With the input sentence (1), the translation (3) can be provided by matching and adapting from (2a, b).

One of the main advantages of this method is that, we can improve the quality of translation easily by widen the amount example set. The more items add, the better we have. It’s useful to apply for a specific field because the limit of form of the sentence included in these fields. For example, we use it to translate manuals of product, or weather forecast, or medical diagnosis.

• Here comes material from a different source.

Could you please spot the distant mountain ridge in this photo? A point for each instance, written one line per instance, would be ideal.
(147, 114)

The difficulty to apply EBMT in Vietnam is that, there’s no word-net in Vietnamese, so we promote some new solutions to this problem.

We build a system with 3 steps:

- Form the set of example sentences, the result is the set of graphs.

- Carry out the most popular example sentence to the input sentence. From an input sentence, using “edit distance” measuring, the system will find sentences which is the most similar to it. Edit-distance is used for fast approximate between sentences, the smaller distance, the greater similarity between sentences.

- Adjust the gap between the example and the input.

2.  Data resource:

We use 3 resources of data. That is:

-  Bilingual corpus: this is the set of example sentences. This set includes pairs of sentences. Each sentence is performed as a word sequence. Spreading the size of the set will improve the quality of translation.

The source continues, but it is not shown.